Diagnostics and the Fight Against Superbugs. Organizers: MedTech Europe, Global Diagnostics Alliance, Global Medical Technology Alliance, and AdVaMedDX.
When and where? Tuesday 22 May, 17:30-19:30 hrs. Maison de la Paix.
Medicines We Can Trust: A Call to Safeguard Quality. Organizers: USP, Access to Medicine Foundation, Asia Pacific Leaders Malaria Alliance, Brazzaville Foundation, Concept Foundation, Mexican Federal Commission for Protection from Sanitary Risks (COFEPRIS), Ecumenical Pharmaceutical Network, Harvard Global Health Institute, Infectious Diseases Data Observatory, Mahidol Oxford Tropical Medicine Research Unit, PATH.
When and where? Wednesday 23 May, 8:00-10:00 hrs. Restaurant Vieux-Bois.
Thomas Tängdén from ReAct will speak at the International Global Health & Antimicrobial Resistance Workshop 2018: Establishing antibiotic efficacy as a global public good. Organizer: World Federation of Public Health Association (WFPHA).
When and where? Wednesday 23 May, 9:00-18:00 hrs. Institute of Global Health, Campus Biotech.
Panel discussion on: WHO’s Roadmap on Access to Medicines and Vaccines. Organizers: Knowledge Ecology International and Stichting Health Action International (HAI).
When and where? Wednesday 23 May, 12:30-14:30 hrs, Musée international de la Croix Rouge Espace Henry Dunant, Avenue de la Paix 17.

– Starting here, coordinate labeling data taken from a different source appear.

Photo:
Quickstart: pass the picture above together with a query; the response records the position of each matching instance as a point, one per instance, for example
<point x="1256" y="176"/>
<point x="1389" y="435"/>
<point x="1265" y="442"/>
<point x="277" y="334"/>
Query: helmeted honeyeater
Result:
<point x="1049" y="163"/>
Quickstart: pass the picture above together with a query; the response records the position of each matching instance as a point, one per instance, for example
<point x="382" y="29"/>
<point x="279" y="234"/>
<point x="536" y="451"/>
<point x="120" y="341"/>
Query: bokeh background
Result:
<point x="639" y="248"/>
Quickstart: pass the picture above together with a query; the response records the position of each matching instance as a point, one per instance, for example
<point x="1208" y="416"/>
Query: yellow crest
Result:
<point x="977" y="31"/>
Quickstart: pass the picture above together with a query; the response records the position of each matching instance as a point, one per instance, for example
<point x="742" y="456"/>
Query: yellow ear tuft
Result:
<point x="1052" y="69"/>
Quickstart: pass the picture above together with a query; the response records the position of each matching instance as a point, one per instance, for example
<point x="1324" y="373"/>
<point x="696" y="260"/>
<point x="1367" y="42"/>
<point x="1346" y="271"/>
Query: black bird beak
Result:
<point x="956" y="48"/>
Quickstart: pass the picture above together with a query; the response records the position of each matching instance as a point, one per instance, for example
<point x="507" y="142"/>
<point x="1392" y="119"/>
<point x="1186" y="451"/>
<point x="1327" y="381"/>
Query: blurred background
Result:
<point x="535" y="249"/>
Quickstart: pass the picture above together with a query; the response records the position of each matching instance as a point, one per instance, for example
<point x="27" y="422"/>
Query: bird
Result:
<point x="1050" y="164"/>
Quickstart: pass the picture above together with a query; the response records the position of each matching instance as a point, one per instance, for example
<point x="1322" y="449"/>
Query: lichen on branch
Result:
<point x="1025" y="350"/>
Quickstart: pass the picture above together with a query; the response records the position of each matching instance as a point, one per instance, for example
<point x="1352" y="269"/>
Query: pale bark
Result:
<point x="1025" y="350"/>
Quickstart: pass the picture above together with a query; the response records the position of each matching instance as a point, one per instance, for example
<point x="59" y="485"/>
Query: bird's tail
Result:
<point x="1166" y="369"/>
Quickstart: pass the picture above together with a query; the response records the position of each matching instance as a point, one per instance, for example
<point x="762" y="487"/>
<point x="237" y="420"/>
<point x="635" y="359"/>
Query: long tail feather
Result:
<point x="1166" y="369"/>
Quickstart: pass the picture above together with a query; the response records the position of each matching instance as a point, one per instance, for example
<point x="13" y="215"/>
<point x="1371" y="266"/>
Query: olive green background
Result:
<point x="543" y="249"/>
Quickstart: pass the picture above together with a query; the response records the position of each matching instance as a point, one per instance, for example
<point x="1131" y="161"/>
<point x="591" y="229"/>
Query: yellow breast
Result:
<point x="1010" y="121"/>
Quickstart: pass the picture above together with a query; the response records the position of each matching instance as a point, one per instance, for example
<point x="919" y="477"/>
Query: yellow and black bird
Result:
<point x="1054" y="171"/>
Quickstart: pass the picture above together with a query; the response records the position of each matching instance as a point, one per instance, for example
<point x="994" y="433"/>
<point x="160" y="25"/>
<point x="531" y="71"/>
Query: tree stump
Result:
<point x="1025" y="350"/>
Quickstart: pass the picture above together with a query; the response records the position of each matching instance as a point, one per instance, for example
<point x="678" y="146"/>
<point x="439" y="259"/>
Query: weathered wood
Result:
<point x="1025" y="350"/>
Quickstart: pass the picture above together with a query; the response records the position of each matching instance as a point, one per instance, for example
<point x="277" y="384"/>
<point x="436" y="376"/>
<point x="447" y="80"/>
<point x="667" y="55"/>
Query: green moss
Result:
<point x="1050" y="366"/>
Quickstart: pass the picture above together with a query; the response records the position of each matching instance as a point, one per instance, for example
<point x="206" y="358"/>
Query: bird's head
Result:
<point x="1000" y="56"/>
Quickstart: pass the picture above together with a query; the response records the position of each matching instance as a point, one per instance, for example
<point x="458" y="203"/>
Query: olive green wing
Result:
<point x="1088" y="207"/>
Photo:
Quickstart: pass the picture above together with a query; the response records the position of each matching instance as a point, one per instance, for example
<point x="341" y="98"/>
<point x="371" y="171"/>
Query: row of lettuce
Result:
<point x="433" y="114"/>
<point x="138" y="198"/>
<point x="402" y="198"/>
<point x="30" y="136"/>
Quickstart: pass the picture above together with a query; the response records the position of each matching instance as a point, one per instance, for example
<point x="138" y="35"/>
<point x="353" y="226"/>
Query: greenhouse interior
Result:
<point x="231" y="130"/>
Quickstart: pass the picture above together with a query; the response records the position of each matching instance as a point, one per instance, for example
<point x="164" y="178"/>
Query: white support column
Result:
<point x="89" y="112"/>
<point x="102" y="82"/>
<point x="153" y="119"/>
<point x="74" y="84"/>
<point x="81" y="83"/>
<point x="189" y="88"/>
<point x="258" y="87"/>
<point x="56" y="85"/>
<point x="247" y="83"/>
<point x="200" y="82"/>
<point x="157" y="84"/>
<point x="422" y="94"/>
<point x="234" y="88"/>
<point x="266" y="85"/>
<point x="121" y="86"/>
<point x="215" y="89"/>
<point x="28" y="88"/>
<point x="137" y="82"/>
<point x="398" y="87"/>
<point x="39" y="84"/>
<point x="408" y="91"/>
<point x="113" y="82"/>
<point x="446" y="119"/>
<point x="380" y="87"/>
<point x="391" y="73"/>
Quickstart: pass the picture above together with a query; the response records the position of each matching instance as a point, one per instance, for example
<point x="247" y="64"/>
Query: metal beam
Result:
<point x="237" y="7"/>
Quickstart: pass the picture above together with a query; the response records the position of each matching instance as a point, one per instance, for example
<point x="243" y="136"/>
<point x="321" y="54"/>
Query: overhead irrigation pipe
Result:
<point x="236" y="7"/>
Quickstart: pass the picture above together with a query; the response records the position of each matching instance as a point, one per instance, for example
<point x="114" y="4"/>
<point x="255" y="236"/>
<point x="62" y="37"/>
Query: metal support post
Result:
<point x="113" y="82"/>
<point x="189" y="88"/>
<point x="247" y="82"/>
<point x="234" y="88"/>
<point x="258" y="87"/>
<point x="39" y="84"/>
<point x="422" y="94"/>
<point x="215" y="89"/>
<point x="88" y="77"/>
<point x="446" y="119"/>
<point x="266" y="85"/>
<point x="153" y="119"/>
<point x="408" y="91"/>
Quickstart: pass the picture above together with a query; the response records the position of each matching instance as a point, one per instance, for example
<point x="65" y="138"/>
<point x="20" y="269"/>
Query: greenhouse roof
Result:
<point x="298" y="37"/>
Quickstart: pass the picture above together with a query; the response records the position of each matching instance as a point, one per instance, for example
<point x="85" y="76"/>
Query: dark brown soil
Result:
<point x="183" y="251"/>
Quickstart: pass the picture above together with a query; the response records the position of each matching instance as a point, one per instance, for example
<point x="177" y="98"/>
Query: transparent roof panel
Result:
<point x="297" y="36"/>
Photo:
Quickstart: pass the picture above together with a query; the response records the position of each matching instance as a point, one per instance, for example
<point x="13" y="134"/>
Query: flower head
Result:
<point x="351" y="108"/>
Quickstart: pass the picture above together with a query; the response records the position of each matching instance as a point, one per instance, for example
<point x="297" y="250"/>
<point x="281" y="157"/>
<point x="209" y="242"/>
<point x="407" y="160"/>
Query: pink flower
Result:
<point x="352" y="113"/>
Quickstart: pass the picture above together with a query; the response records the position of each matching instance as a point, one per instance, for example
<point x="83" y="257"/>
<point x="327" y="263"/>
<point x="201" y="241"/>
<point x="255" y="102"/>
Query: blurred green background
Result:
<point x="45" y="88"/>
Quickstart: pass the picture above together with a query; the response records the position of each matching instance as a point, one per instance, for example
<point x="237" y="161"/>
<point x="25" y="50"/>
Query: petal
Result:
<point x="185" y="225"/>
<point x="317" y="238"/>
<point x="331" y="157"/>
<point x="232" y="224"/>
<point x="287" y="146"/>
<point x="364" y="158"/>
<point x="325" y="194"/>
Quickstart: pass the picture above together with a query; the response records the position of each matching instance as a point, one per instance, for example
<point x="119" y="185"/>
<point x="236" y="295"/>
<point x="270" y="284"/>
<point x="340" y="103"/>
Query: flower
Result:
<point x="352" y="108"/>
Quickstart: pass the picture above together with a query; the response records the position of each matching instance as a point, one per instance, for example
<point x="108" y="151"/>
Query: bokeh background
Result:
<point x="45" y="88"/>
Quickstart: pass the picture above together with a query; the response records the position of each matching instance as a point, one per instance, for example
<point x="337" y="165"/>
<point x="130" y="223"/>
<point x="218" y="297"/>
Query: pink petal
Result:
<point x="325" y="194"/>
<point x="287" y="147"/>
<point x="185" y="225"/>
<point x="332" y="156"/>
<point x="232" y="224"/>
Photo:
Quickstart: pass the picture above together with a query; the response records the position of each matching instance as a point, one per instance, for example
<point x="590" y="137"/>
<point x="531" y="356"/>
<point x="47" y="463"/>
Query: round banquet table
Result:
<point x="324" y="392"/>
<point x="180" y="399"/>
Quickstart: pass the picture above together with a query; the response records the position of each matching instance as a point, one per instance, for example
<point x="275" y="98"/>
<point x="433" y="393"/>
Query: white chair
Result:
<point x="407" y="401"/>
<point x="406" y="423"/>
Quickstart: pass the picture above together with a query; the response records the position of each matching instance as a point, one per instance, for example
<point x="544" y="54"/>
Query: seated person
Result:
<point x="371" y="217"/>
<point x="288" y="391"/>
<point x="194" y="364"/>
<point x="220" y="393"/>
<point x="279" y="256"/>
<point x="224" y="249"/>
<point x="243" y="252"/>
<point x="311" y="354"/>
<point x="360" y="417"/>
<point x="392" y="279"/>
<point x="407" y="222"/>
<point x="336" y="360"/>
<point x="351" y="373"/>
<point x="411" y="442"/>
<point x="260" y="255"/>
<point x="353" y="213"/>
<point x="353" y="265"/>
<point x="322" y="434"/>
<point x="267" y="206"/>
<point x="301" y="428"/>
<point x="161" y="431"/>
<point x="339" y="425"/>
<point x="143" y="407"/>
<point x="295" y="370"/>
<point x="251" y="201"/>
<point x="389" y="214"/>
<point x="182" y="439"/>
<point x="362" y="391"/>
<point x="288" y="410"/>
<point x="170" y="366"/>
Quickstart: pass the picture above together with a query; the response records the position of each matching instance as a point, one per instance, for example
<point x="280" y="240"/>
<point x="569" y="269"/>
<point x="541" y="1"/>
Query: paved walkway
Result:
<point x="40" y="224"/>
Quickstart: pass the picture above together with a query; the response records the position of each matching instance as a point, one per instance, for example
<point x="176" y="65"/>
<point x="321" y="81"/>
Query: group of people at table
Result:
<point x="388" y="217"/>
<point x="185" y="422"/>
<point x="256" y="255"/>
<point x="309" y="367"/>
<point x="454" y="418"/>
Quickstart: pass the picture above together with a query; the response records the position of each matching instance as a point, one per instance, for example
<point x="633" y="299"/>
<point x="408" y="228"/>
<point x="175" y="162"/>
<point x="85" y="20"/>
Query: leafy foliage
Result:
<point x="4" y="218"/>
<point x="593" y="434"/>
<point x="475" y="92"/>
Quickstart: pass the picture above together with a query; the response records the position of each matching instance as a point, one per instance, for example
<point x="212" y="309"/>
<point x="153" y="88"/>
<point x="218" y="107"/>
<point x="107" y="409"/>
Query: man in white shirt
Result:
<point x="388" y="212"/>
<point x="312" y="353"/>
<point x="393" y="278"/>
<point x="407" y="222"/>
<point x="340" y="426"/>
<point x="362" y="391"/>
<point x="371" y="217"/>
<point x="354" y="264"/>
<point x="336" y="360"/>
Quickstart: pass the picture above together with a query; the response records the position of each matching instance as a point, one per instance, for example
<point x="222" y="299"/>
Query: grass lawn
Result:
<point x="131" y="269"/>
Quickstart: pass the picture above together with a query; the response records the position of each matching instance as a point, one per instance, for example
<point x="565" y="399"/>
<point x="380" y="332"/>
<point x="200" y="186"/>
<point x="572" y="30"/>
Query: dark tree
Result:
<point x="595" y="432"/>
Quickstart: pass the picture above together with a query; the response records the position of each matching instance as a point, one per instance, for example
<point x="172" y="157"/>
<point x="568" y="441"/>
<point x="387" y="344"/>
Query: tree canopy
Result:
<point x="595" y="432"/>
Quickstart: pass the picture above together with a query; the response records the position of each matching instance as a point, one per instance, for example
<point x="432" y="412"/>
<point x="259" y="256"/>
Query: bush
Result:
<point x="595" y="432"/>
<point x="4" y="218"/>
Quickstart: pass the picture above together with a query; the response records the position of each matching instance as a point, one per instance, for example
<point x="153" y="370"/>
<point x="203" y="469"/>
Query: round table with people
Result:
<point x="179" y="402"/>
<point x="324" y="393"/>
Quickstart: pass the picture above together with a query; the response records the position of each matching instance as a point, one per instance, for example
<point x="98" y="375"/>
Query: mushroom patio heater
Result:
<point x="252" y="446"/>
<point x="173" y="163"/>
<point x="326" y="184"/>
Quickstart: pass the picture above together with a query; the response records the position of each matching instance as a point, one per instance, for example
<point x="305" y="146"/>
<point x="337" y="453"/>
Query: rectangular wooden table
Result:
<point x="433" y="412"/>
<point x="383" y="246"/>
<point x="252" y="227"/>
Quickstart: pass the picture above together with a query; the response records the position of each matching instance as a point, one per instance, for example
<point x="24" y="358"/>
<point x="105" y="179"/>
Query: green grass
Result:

Seizing the opportunity: catalyzing quality UHC and tackling AMR through water, sanitation and hygiene and infection prevention and control. Organizers: WHO, WaterAid, IntraHealth and the Frontline Health Worker Coalition.
When and where? Thursday 24 May, 7:30-9:00 hrs, Restaurant Vieux-Bois.
Addressing Antimicrobial Resistance: A Threat to Global Health and the Achievement of Universal Health Coverage. Organizers: delegations of Republic of Korea, Sweden, Canada, Chile, Fiji, Italy, the Netherlands, Philippines and Vietnam.
When and where? Thursday 24 May, 18:00-19:30 hrs. Palais des Nations, Room VII.
The path to Universal Health coverage: Access to Affordable Treatments. Organizer: Medicines Patent Pool.
When and where? Thursday 24 May, 18:00-19:30 hrs. Red cross Humanitarium, Henry Dunant Room.
Incentivizing Investments in Access to Quality Medicines. Organizer: United States Pharmacopeial Convention (USP)
When and where? Friday 25 May, 9:00-11:00 hrs. Intercontinental Hotel, Paris Room.
Access to Medicines: Overcoming Obstacles created by monopolies – Essential to UHC and the 2030 Agenda. Organizers: Morocco, India and Senegal, Brazil and Thailand.
When and where? Friday 25 May, 12:30-14:00 hrs. Palais des Nations, Room VIII.